VMA can be associated with various known retinal diseases that cause visual dysfunction [6, 3340]. Several studies provide evidence supporting this hypothesis, suggesting that the occurrence of specific retinal complications is significantly higher in eyes with VMA compared to those with vitreomacular separation [6, 3340]. This finding aligns with the widely acceptable understanding that VMA eyes exhibit stronger and persistent adhesions at fovea, resulting in detrimental complications [6, 3340] Our study findings were also consistent with the previous literature. We observed a similar prevalence of biomarkers in eyes with or without VMA, but the presence of these biomarkers was more likely to be associated with visual impairment in eyes with VMA. Additionally, in the presence of VMA, the biomarkers appeared to have a greater extent and severity, which predisposed the eyes to a poorer visual prognosis. Hence, VMA can be considered an additional biomarker indicative of a poor visual prognosis.

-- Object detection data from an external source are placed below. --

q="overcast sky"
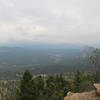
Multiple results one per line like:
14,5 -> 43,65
0,0 -> 100,44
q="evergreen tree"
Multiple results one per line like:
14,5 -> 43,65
19,70 -> 36,100
90,49 -> 100,83
74,70 -> 83,92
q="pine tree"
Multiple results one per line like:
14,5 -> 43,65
74,70 -> 83,92
19,70 -> 36,100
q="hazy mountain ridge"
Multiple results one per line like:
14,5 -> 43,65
0,44 -> 94,77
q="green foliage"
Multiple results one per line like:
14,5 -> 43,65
90,49 -> 100,83
74,70 -> 83,92
19,70 -> 36,100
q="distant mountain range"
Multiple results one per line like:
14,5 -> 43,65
0,43 -> 95,77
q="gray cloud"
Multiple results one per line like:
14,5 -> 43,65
0,0 -> 100,44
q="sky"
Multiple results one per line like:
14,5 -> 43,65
0,0 -> 100,44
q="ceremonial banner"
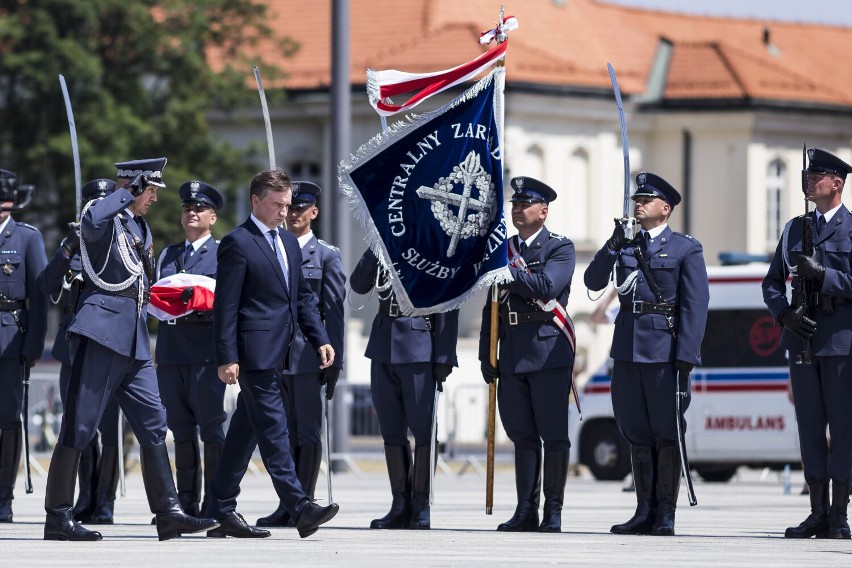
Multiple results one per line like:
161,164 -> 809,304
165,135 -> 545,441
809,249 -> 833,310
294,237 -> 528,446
339,67 -> 511,315
148,272 -> 216,320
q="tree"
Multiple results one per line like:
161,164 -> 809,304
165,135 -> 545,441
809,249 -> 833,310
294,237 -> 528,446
0,0 -> 298,248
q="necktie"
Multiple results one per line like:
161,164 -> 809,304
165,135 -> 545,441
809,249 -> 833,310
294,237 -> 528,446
269,229 -> 290,286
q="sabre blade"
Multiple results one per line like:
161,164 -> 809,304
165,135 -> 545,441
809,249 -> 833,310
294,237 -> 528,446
59,75 -> 83,220
254,66 -> 275,170
606,63 -> 630,229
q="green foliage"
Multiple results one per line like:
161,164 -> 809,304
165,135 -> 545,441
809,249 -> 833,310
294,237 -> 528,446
0,0 -> 298,248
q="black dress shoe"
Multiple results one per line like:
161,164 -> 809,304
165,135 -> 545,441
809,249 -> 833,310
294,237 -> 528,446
296,501 -> 340,538
207,513 -> 271,538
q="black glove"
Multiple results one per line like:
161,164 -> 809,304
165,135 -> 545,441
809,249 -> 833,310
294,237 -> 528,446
62,223 -> 80,258
320,367 -> 340,400
126,174 -> 148,197
432,363 -> 453,392
606,219 -> 633,252
779,306 -> 816,339
481,361 -> 500,385
675,359 -> 695,377
797,254 -> 825,282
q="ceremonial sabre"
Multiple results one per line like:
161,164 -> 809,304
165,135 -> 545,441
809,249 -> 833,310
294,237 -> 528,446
254,65 -> 275,170
59,75 -> 83,220
320,385 -> 334,505
606,63 -> 636,239
485,286 -> 500,515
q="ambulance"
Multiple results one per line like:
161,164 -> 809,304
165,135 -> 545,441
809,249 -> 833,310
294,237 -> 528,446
569,263 -> 800,482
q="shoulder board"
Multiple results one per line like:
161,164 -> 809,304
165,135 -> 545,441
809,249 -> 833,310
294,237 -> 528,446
317,239 -> 340,252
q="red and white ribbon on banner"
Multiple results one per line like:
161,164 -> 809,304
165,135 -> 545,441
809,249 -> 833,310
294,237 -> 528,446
367,16 -> 518,116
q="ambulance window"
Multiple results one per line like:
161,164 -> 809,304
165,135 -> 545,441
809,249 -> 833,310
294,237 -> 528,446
701,310 -> 787,367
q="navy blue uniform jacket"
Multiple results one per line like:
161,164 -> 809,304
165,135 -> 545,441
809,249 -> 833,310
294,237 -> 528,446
0,218 -> 48,361
584,227 -> 710,365
213,218 -> 329,371
287,236 -> 346,375
154,237 -> 219,365
763,205 -> 852,357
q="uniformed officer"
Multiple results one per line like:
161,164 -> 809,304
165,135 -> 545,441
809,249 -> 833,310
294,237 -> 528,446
40,178 -> 119,525
479,177 -> 575,532
350,250 -> 459,529
763,148 -> 852,539
44,158 -> 218,541
584,172 -> 710,536
257,181 -> 346,527
155,181 -> 227,516
0,169 -> 47,523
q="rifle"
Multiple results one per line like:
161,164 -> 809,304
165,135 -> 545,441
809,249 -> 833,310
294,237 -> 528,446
793,144 -> 816,365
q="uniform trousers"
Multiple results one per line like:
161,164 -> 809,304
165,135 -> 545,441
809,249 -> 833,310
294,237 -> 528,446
0,357 -> 24,430
59,337 -> 166,450
59,363 -> 118,446
157,363 -> 228,444
210,369 -> 309,519
612,361 -> 691,448
278,373 -> 323,447
790,356 -> 852,485
497,367 -> 571,452
370,361 -> 435,446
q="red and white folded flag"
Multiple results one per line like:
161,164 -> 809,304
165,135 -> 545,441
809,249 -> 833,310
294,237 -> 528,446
367,16 -> 518,116
148,272 -> 216,320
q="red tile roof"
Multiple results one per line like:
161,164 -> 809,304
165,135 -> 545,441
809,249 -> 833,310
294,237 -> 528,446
211,0 -> 852,107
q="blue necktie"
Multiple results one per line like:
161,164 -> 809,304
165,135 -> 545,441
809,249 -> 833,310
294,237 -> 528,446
269,229 -> 290,286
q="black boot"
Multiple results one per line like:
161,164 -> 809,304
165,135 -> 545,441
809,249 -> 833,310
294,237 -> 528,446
784,482 -> 828,538
408,446 -> 434,530
175,438 -> 201,517
609,446 -> 657,534
88,446 -> 118,525
538,450 -> 568,532
370,444 -> 411,529
201,442 -> 222,517
828,481 -> 852,538
139,444 -> 219,540
497,447 -> 541,532
71,434 -> 101,523
651,446 -> 681,536
0,430 -> 21,523
44,445 -> 103,540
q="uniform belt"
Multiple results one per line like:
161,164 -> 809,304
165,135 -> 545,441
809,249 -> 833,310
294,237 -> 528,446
500,312 -> 553,325
166,310 -> 213,325
633,300 -> 678,316
0,300 -> 24,312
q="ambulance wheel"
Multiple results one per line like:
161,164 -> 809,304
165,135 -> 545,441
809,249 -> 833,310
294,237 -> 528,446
580,420 -> 630,481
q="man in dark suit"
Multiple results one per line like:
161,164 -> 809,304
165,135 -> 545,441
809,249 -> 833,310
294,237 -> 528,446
40,178 -> 119,525
584,172 -> 710,536
257,181 -> 346,527
350,250 -> 459,530
763,148 -> 852,539
155,180 -> 227,516
44,158 -> 218,540
479,177 -> 575,532
0,169 -> 47,523
208,169 -> 338,538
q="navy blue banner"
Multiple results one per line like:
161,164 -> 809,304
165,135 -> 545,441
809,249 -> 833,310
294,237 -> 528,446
340,68 -> 509,315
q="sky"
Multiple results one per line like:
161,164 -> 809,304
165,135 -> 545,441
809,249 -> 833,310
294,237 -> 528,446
604,0 -> 852,27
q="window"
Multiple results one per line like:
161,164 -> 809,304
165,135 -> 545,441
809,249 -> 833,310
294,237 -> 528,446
766,159 -> 787,250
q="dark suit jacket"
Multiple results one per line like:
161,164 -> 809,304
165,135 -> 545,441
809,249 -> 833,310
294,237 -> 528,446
213,218 -> 329,371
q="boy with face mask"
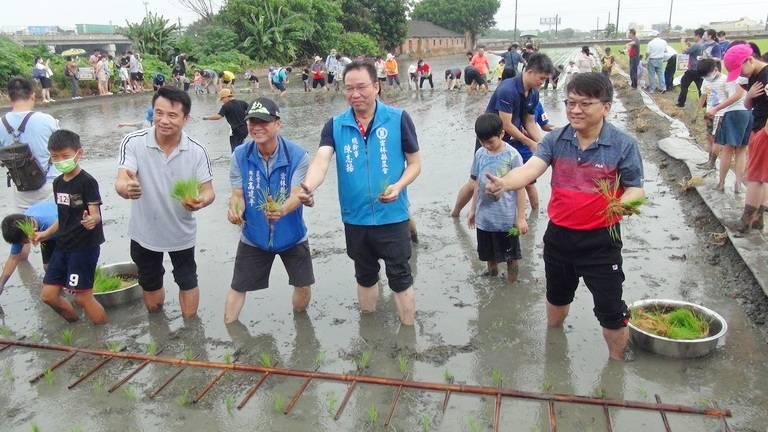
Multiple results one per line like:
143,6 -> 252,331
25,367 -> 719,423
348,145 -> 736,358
32,130 -> 107,324
696,59 -> 728,169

Therefore, it is crucial to emphasize accurate diagnosis, long-term monitoring, and appropriate management when dealing with patients who experience adverse consequences associated with vitreomacular adhesion (VMA). In this regard, spectral domain optical coherence tomography (SD-OCT) emerges as a clinically valuable and readily available method that can identify specific abnormalities at the vitreomacular interface that might not be detectable using ultrasonography or indirect ophthalmoscopy [6, 33, 37, 41]. The study’s strength is that we investigated multiple OCT-based biomarkers in a large group of DME patients with and without VMA. There are also some limitations in the current study. Firstly, the study nature is retrospective. Secondly, the study evaluated only the presence and absence of these biomarkers and not their severity, which might influence baseline visual acuity.

Recommendations

As mentioned earlier, VMA may contribute to the development of various retinal complications. To ensure early detection and effective management of subsequent visual complications, it is advisable to closely monitor VMA in the long term. Future studies can be conducted prospectively to analyse the progression of VMA, particularly in terms of identifying any traction leading to macular holes. When general ophthalmologists encounter patients with VMA, it is recommended to schedule regular follow-ups, especially utilizing tests like monthly SD-OCT, if available, to specifically evaluate the vitreomacular interface. If any significant visual dysfunction or retinal complications are identified, it is important to promptly refer the patient to a vitreoretinal specialist.

Conclusion

The presence of VMA and its extent influence the presence and distribution of OCT- biomarkers in DME. The presence of these biomarkers in the presence of VMA has an influence on visual acuity in DME.